Certains membres d’équipage du galion se sont établis dans la société mexicaine avec un succès remarquable. Le livre, Mélange de races dans l’histoire de l’Amérique latine de Magnus Morner, dans les archives de Mexico, contient une entrée sur le mariage d’un des Philippins les plus en vue avec un membre de la haute société mexicaine: « Don Bernardo, Marcos de Castro, chef indien et originaire de la Ville et de l’Archidiocèse de Manille dans les îles Philippines, et résidant maintenant à cette Cour… et Doña Maria Gertrudis Rojas, espagnole et originaire de cette ville, fille légitime de Don Jose et Dona Rosa Clara Montes… »

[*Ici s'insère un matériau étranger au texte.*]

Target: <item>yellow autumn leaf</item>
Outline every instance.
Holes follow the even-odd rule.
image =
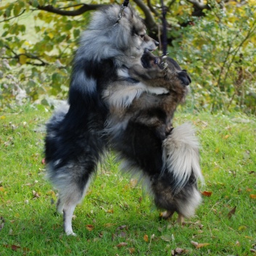
[[[239,230],[239,231],[244,231],[244,230],[247,229],[247,226],[243,225],[243,226],[240,226],[238,228],[238,230]]]
[[[148,235],[144,235],[143,236],[143,239],[144,239],[145,241],[148,242],[149,241],[149,236]]]
[[[52,39],[52,38],[54,37],[54,35],[52,33],[48,33],[48,36],[49,36],[51,39]]]
[[[19,52],[21,54],[25,54],[26,51],[23,48],[20,48],[19,49]]]
[[[86,225],[86,228],[89,231],[91,231],[93,229],[94,229],[94,225]]]
[[[23,64],[25,64],[26,63],[26,62],[27,62],[27,57],[25,56],[25,55],[20,55],[20,58],[19,58],[19,59],[20,59],[20,63],[21,64],[21,65],[23,65]]]

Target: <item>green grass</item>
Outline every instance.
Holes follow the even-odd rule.
[[[36,107],[0,115],[1,256],[130,255],[130,251],[158,256],[171,255],[177,247],[188,255],[255,255],[250,252],[256,249],[256,199],[251,198],[256,194],[255,117],[176,115],[175,125],[190,120],[197,128],[205,178],[201,191],[212,193],[203,197],[197,215],[184,226],[176,223],[176,216],[160,220],[150,198],[118,173],[110,155],[75,211],[78,236],[73,237],[64,234],[62,216],[55,214],[57,192],[45,180],[41,163],[41,128],[50,115]],[[191,241],[209,244],[197,249]],[[127,244],[117,247],[121,242]]]

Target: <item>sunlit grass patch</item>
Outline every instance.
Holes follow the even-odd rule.
[[[57,191],[44,178],[44,124],[50,115],[36,107],[0,115],[1,256],[254,255],[254,117],[176,115],[175,126],[191,121],[197,128],[205,178],[203,202],[183,226],[176,215],[160,220],[150,197],[118,172],[110,154],[75,211],[78,236],[70,237],[55,212]]]

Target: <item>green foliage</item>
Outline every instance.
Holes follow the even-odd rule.
[[[94,3],[99,2],[110,4],[108,1]],[[0,109],[28,100],[51,104],[51,98],[66,98],[73,57],[90,12],[71,17],[40,9],[51,5],[59,10],[75,11],[82,6],[79,0],[2,3]],[[159,1],[151,4],[154,8],[152,15],[160,25]],[[202,10],[199,17],[192,16],[196,9],[187,1],[166,1],[165,4],[169,7],[170,56],[192,77],[191,107],[255,113],[254,1],[219,4],[210,0],[210,9]],[[135,3],[132,5],[136,7]]]
[[[173,255],[177,247],[186,250],[182,255],[253,255],[255,117],[177,115],[175,126],[192,120],[197,127],[206,183],[200,188],[211,194],[186,225],[179,226],[176,215],[160,220],[150,197],[134,178],[118,173],[109,156],[75,209],[78,236],[70,237],[63,233],[62,216],[55,212],[57,191],[44,177],[44,125],[50,115],[41,105],[0,115],[1,256]],[[205,246],[197,249],[191,241]]]
[[[192,76],[194,107],[256,112],[256,7],[214,5],[173,41]]]

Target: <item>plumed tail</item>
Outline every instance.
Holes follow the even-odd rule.
[[[186,186],[191,176],[196,181],[204,181],[199,165],[199,144],[194,132],[192,125],[186,123],[173,128],[163,143],[164,170],[173,174],[176,193]]]

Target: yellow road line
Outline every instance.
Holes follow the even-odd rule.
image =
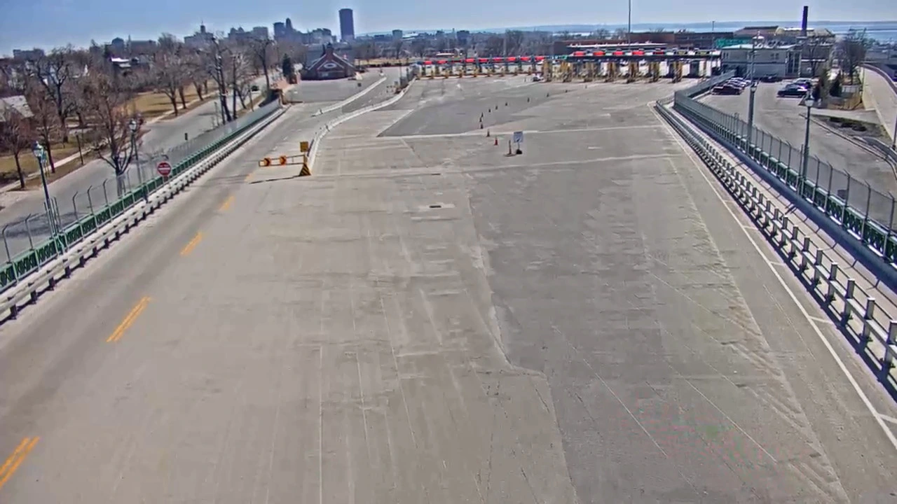
[[[121,324],[119,324],[118,326],[115,328],[115,331],[113,331],[112,334],[109,335],[109,337],[106,338],[106,343],[115,343],[120,340],[121,336],[125,334],[125,331],[126,331],[127,328],[130,327],[132,324],[134,324],[134,321],[137,319],[137,317],[139,317],[140,314],[144,311],[144,309],[146,308],[146,305],[150,304],[150,300],[151,299],[146,296],[141,298],[141,300],[137,302],[137,304],[135,305],[133,308],[131,308],[131,311],[130,313],[127,314],[127,317],[126,317],[125,319],[121,321]]]
[[[203,239],[203,233],[202,232],[196,233],[196,236],[193,237],[193,239],[191,239],[189,243],[187,243],[186,246],[184,246],[183,248],[180,249],[180,255],[187,256],[190,252],[193,252],[193,249],[196,248],[196,245],[199,244],[199,241],[201,239]]]
[[[224,200],[224,203],[222,203],[222,205],[218,207],[218,211],[226,212],[228,208],[231,208],[231,203],[233,203],[233,195],[231,195],[226,200]]]
[[[0,488],[3,488],[3,485],[6,484],[6,482],[13,477],[16,469],[25,460],[28,454],[34,449],[34,445],[37,445],[39,440],[40,440],[40,438],[25,438],[19,443],[13,455],[9,456],[6,462],[4,463],[3,467],[0,467]]]

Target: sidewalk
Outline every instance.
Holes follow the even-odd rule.
[[[866,267],[855,259],[849,251],[838,245],[831,235],[820,229],[820,227],[806,214],[792,206],[790,202],[785,196],[781,196],[775,188],[764,182],[763,179],[756,175],[753,169],[740,162],[724,146],[694,126],[688,121],[688,119],[678,114],[678,112],[673,111],[672,109],[670,110],[678,116],[680,119],[685,121],[686,124],[692,126],[692,129],[698,135],[708,141],[732,166],[736,168],[736,170],[740,171],[748,180],[751,181],[752,184],[753,184],[758,192],[762,193],[765,198],[772,202],[772,208],[778,207],[780,213],[788,216],[789,222],[795,224],[804,236],[810,237],[810,239],[825,254],[826,256],[828,256],[832,262],[838,264],[838,278],[842,283],[845,282],[845,279],[852,278],[856,282],[857,289],[861,290],[867,296],[875,299],[875,319],[882,326],[887,327],[890,319],[897,318],[897,292],[894,292],[883,282],[879,282],[875,275],[866,269]],[[714,182],[718,182],[718,180],[715,178],[713,178],[712,180],[714,180]],[[746,216],[746,214],[744,213],[741,207],[737,206],[736,204],[736,204],[735,209],[737,211],[737,213],[745,218],[745,229],[752,229],[760,232],[760,230],[755,227],[755,224]],[[758,242],[762,242],[764,246],[766,246],[767,248],[765,249],[768,249],[770,257],[771,258],[771,262],[772,264],[779,265],[782,268],[788,267],[785,264],[780,262],[780,259],[779,259],[778,256],[778,252],[772,248],[771,245],[769,244],[765,238],[758,240]],[[783,269],[783,277],[786,276],[788,277],[788,281],[800,283],[800,281],[789,269],[787,274],[785,274],[785,271]],[[815,301],[813,301],[808,298],[807,302],[812,303]],[[831,314],[829,308],[824,307],[819,308],[822,308],[823,312]],[[827,324],[833,324],[831,320],[824,320],[824,322]],[[862,332],[861,323],[856,320],[851,320],[849,323],[849,330],[848,331],[848,334],[849,335],[849,338],[858,337],[858,335]],[[844,343],[852,344],[853,341],[849,341],[849,338],[844,340]],[[875,338],[872,338],[871,340],[872,341],[868,343],[866,349],[866,352],[869,356],[873,356],[877,359],[884,354],[884,348],[877,342],[877,340],[875,340]],[[855,352],[856,350],[853,348],[844,347],[844,352]],[[867,358],[867,355],[864,354],[863,358]],[[871,371],[871,369],[869,370]],[[890,377],[892,380],[897,381],[897,369],[891,370]]]

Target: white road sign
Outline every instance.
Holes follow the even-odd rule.
[[[171,173],[171,164],[168,161],[159,161],[159,164],[156,165],[156,171],[162,177],[168,177],[169,173]]]

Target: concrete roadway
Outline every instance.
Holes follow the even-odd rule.
[[[781,84],[778,83],[761,83],[757,88],[755,121],[758,127],[799,150],[804,144],[806,111],[797,98],[779,98],[776,93],[780,87]],[[747,91],[738,96],[709,95],[702,101],[723,112],[737,113],[742,120],[746,121],[749,95]],[[884,195],[889,192],[897,195],[897,178],[893,169],[881,156],[872,154],[817,124],[810,126],[810,153],[868,183],[873,189]],[[792,165],[799,166],[799,161],[792,160]],[[890,200],[886,206],[886,212],[890,212]]]
[[[897,131],[897,92],[893,86],[882,74],[862,69],[863,72],[863,102],[867,109],[874,109],[878,114],[882,126],[893,140]]]
[[[370,81],[374,82],[374,80]],[[260,81],[261,87],[264,88],[265,78]],[[309,103],[330,103],[334,100],[344,100],[359,91],[357,87],[339,85],[333,82],[303,83],[303,96]],[[362,104],[370,103],[372,100],[382,100],[383,95],[370,93],[371,96],[365,95]],[[228,100],[230,106],[231,100]],[[352,105],[352,104],[351,104]],[[363,105],[362,105],[363,106]],[[184,142],[184,134],[187,133],[189,138],[205,133],[220,123],[220,118],[215,117],[214,102],[209,101],[201,106],[182,114],[178,117],[160,121],[148,126],[149,131],[144,137],[144,143],[141,147],[141,158],[147,160],[151,153],[167,151]],[[317,108],[308,108],[310,115],[317,110]],[[246,112],[241,112],[241,115]],[[218,121],[216,123],[215,121]],[[152,163],[144,162],[142,165],[142,171],[144,178],[155,176],[155,166]],[[133,170],[130,170],[133,171]],[[64,223],[73,222],[75,218],[74,207],[72,198],[77,193],[77,210],[81,215],[89,212],[88,200],[85,192],[91,186],[91,199],[95,206],[105,204],[105,197],[101,190],[101,186],[105,180],[107,183],[107,196],[110,201],[115,197],[115,181],[112,177],[111,167],[101,160],[88,162],[83,167],[50,184],[50,195],[57,198],[59,204],[59,212]],[[137,176],[131,174],[132,183],[136,183]],[[0,227],[9,225],[7,229],[7,239],[9,252],[12,256],[15,256],[30,247],[27,229],[24,220],[29,214],[38,216],[30,222],[34,243],[39,243],[49,236],[49,227],[44,218],[44,195],[39,187],[27,193],[13,191],[3,195],[5,207],[0,211]],[[4,256],[0,252],[0,256]]]
[[[456,83],[311,178],[256,168],[317,127],[292,109],[0,326],[0,501],[893,501],[893,447],[645,106],[673,86]]]

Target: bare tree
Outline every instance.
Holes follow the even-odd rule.
[[[59,125],[59,116],[52,97],[48,95],[42,86],[30,86],[28,94],[28,106],[34,114],[35,130],[38,140],[47,150],[47,161],[50,165],[50,173],[56,173],[56,161],[53,161],[53,143],[62,129]]]
[[[846,70],[851,82],[857,76],[857,69],[866,60],[866,51],[872,46],[872,41],[866,36],[866,30],[851,30],[841,40],[840,55],[841,70]]]
[[[129,86],[99,72],[83,79],[82,85],[84,102],[91,112],[90,126],[94,132],[91,149],[112,168],[121,196],[126,189],[125,169],[135,153],[131,149],[128,127],[135,116],[134,93]]]
[[[599,40],[604,39],[609,39],[610,36],[611,32],[606,28],[598,28],[597,30],[592,32],[592,37],[595,37]]]
[[[827,66],[832,44],[823,37],[810,37],[804,42],[801,53],[804,59],[810,62],[810,75],[818,76],[821,68]]]
[[[513,56],[520,52],[523,47],[525,35],[519,30],[509,30],[505,31],[505,52],[503,56]]]
[[[69,45],[57,48],[47,56],[38,58],[31,65],[32,75],[43,86],[47,96],[52,100],[58,117],[62,142],[68,142],[68,117],[74,113],[75,104],[72,99],[72,86],[77,74],[74,64],[74,48]]]
[[[226,79],[231,86],[231,110],[234,117],[237,116],[237,99],[239,99],[240,108],[245,109],[248,107],[247,96],[250,92],[252,86],[252,55],[248,51],[241,50],[240,48],[232,48],[227,57],[228,65],[226,68]]]
[[[178,116],[179,91],[181,105],[187,109],[187,100],[183,98],[186,72],[180,48],[174,36],[164,33],[159,38],[159,47],[152,56],[153,87],[169,99],[175,116]]]
[[[262,72],[265,74],[266,89],[271,89],[271,78],[268,76],[268,65],[271,65],[270,48],[273,43],[274,40],[268,39],[267,37],[255,39],[249,43],[253,60],[262,66]]]
[[[25,188],[25,173],[22,170],[19,156],[33,140],[34,130],[28,118],[12,107],[0,107],[0,146],[13,154],[19,187],[22,189]]]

La note de bas de page de cette entrée est tout aussi révélatrice: « Dossier du Sagrario Metropolitano, Mexico: Livre des mariages d’espagnols, vol 41 (1810-1811); Livre des Avertissements de la couleur brisée, 1756-1757, 13 v. »

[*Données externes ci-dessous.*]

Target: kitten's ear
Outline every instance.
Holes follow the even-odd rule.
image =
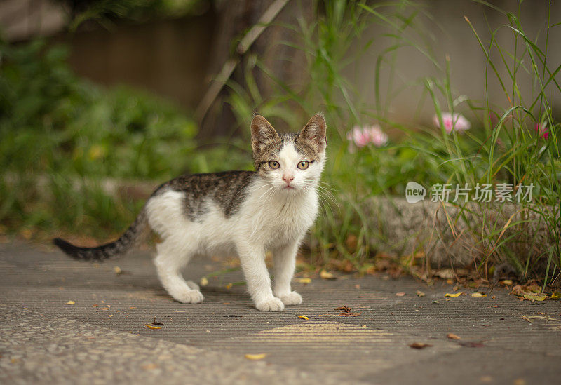
[[[277,140],[278,134],[271,123],[261,115],[255,115],[251,121],[251,148],[253,152],[259,152],[261,144],[271,140]]]
[[[327,144],[327,139],[325,136],[327,128],[327,125],[325,123],[323,116],[318,114],[312,116],[308,124],[304,126],[300,132],[300,137],[311,140],[318,147],[318,151],[323,152]]]

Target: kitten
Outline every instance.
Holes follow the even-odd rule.
[[[124,254],[149,227],[163,240],[155,264],[162,285],[180,302],[198,304],[199,287],[180,271],[196,255],[237,254],[255,306],[279,311],[302,303],[290,289],[296,253],[318,214],[317,192],[325,161],[325,121],[316,115],[298,133],[278,135],[260,115],[251,122],[255,171],[182,176],[158,187],[118,240],[79,248],[54,243],[78,259]],[[274,284],[265,265],[273,252]]]

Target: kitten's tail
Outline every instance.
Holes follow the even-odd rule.
[[[146,210],[143,208],[135,222],[114,242],[97,248],[80,248],[60,238],[53,239],[53,243],[75,259],[100,261],[126,254],[140,241],[147,224]]]

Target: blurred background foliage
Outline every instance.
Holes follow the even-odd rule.
[[[219,4],[224,14],[235,11],[221,1],[62,3],[71,33],[87,23],[110,28],[119,19],[142,22],[197,14]],[[426,26],[438,21],[424,4],[304,3],[290,2],[300,16],[272,25],[283,31],[272,46],[291,53],[280,60],[263,54],[259,41],[243,55],[233,48],[259,25],[258,18],[250,18],[252,23],[241,31],[230,31],[225,46],[217,43],[226,53],[226,58],[215,55],[219,64],[229,57],[238,64],[202,122],[191,111],[147,91],[102,87],[77,76],[69,69],[64,45],[41,39],[2,43],[0,223],[5,230],[26,237],[60,232],[114,236],[133,220],[147,196],[116,194],[112,182],[154,186],[183,173],[251,169],[246,128],[253,112],[281,130],[295,130],[321,110],[329,126],[329,158],[320,189],[323,212],[306,241],[311,266],[372,271],[388,250],[372,241],[384,236],[377,219],[365,215],[365,208],[373,196],[403,197],[408,181],[425,187],[533,183],[534,201],[521,210],[536,212],[553,241],[521,251],[516,234],[522,236],[525,226],[536,224],[509,221],[505,229],[518,226],[509,239],[501,238],[501,229],[471,229],[481,247],[475,262],[479,266],[507,262],[520,276],[541,276],[545,282],[557,277],[561,162],[555,102],[561,95],[556,77],[561,65],[548,60],[548,52],[554,46],[549,36],[558,28],[560,15],[548,8],[543,27],[530,35],[521,21],[522,1],[513,1],[514,11],[507,12],[474,1],[501,21],[498,25],[487,22],[482,30],[465,20],[485,58],[476,69],[485,74],[484,95],[470,98],[451,80],[450,58],[435,53],[438,36]],[[415,65],[429,69],[413,81],[405,79],[400,72],[403,51],[412,52]],[[365,76],[359,68],[365,61]],[[283,63],[280,69],[277,62]],[[213,73],[219,69],[213,67]],[[420,95],[408,106],[415,119],[404,121],[395,105],[413,93]],[[461,112],[472,127],[447,132],[423,120],[421,112],[427,110],[437,120],[443,114]],[[388,143],[357,148],[349,133],[372,125],[387,133]],[[436,126],[442,125],[440,119]],[[536,125],[547,128],[547,139]],[[219,135],[209,137],[216,128]],[[486,245],[493,245],[490,252]],[[405,271],[417,263],[414,256],[398,257]]]

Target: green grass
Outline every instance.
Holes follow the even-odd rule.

On trouve également dans les archives un récit sur un certain général Isidoro Montesdeoca qui serait d’origine philippine. Montesdeoca était un Lieutenant-gouverneur de Guerrero, l’État nommé d’après Vicente Guerrero qui est devenu président du Mexique après la guerre d’indépendance de l’Espagne.

Alors que le lien entre Philippins et Mexicains mérite d’être célébré, une ombre plane sur cette relation à l’ère du président Donald Trump. Trump a injustement diabolisé les Mexicains (il ne prend pas la peine de faire la distinction entre les Mexicains et les autres Latino-Américains), les qualifiant de violeurs, de criminels et de terroristes.

J’espère que mes camarades Pinoys n’utiliseront pas cette diabolisation comme une raison pour se distancier de nos frères mexicains et latino-américains. L’ère Trump n’est qu’un phénomène éphémère et ne sera bientôt plus qu’un mauvais souvenir, tandis que nos liens avec le Mexique, qui ont duré des centaines d’années, dureront encore des siècles.